NEED TO KNOW: DIAMOND COLOUR
Rather than the rainbow spectrum of colours that make up the brilliance, fire and scintillation of a diamond, the ‘colour’ that is referred to in the Four Cs is the natural presence (or lack) of subtle yellow, brown or grey hues that appear within a diamond’s intrinsic form. Colour here does also not refer to pink, green, blue and other naturally-coloured diamonds.
Colour enters diamonds when they are first formed. The rough stones take shape under intense pressure and temperature, deep down in the earth’s mantle, before being forced upwards towards ground level by deep-seated volcanic eruptions. When the diamonds are forming, elemental traces can impart tints of colour. Nitrogen creates the yellowy brown colours that impact white diamonds. However, some diamonds are formed in circumstances that allow for little if any colour to appear – these are the rarest and most valuable diamonds.
Diamonds receive natural light, which is broken up into spectral colours withintheir body before being passed back to the eye, much like a prism. Diamonds that are murky or coloured lessen this effect. Colourless diamonds, on the other hand, are able to receive and expel more light, both as white light and coloured light (brilliance and fire), and as such appear more vibrant and sparkling.

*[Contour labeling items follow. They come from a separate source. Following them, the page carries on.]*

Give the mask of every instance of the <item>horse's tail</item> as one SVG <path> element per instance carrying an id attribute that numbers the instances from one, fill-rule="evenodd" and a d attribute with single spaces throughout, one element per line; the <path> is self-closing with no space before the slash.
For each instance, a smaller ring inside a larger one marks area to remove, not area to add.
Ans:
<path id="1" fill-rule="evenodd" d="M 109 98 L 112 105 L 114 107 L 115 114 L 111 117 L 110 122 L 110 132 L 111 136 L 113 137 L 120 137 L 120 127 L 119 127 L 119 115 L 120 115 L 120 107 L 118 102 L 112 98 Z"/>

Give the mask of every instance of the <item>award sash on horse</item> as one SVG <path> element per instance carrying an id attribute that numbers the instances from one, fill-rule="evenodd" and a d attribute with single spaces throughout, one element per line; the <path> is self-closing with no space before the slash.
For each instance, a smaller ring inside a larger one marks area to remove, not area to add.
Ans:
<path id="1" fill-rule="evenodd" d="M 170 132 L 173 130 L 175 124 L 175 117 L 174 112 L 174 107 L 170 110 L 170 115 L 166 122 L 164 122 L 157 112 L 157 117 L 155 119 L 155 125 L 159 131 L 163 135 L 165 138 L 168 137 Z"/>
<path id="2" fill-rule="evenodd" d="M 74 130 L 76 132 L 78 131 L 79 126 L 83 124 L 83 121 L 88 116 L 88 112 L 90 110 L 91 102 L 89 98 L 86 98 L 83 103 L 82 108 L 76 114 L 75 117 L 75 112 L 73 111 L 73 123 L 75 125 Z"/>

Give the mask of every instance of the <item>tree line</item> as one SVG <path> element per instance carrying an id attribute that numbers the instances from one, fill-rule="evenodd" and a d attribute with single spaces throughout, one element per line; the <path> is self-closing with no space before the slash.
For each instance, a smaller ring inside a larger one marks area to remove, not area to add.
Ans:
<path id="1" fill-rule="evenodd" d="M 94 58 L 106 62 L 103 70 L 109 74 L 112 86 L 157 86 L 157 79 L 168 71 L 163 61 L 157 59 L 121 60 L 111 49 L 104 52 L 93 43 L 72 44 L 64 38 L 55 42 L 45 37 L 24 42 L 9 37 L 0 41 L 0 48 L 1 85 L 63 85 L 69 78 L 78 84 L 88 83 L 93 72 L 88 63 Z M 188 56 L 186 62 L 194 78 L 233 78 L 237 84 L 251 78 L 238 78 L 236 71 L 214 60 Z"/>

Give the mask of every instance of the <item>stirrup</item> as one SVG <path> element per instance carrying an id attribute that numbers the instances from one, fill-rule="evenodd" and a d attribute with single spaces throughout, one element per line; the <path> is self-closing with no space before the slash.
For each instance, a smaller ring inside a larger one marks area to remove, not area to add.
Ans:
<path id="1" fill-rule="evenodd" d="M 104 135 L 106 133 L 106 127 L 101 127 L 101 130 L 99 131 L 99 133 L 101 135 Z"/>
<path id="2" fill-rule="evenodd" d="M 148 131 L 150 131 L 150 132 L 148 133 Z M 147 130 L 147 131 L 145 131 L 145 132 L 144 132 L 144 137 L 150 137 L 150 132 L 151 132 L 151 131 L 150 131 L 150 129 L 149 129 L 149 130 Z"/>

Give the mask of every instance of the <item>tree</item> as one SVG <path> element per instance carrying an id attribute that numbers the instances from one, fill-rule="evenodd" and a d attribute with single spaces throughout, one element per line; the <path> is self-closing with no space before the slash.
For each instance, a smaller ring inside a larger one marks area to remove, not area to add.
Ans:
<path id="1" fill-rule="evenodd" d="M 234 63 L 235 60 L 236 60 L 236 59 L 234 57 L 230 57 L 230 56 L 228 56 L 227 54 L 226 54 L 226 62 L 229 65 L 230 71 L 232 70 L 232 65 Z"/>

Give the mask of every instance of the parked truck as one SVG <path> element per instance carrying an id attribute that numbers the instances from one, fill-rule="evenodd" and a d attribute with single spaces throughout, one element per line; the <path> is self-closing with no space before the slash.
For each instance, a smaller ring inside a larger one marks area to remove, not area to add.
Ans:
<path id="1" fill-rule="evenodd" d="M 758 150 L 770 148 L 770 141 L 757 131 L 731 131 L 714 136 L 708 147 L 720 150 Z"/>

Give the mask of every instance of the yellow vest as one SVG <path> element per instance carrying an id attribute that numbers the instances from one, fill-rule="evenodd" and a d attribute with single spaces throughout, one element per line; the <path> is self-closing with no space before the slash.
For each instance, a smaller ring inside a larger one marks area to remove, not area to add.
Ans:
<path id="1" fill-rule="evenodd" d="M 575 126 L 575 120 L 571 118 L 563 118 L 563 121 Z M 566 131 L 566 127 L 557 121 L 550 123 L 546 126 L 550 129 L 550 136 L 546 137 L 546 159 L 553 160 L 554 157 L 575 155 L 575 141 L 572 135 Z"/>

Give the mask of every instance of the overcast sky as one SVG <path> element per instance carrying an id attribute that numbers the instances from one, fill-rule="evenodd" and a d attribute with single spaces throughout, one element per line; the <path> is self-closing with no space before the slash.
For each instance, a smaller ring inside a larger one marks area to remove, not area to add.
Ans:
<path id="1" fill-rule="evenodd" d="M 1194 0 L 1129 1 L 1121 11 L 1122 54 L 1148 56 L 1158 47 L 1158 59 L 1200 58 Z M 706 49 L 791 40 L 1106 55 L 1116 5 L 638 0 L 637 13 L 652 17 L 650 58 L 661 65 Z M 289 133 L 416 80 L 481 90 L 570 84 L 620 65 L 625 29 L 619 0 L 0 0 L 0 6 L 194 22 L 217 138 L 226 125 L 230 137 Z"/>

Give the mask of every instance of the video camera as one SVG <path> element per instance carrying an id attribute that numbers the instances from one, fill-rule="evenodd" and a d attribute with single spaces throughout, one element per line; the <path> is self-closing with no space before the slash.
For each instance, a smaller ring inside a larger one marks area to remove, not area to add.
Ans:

International Diamond Colour Scale
The colour of a diamond is graded using letters, starting with D and continuing right the way down to Z.
Stones that are classified as D are completely clear and colourless, and these stones are very rare. As the letters progress, very slight traces of colour give way to more noticeable hues. Generally, diamonds in the D–F categories are considered colourless, those that fall into the G–F band are close to colourless, and the final group, from K–Z have clear colour attributes.
At Queensmith, we generally stock diamonds from D-H. As a diamond’s setting and the surroundings in which it is viewed can affect the appearance of colour, we will always show you our stones in a neutral environment and will happily exhibit them under natural light, too.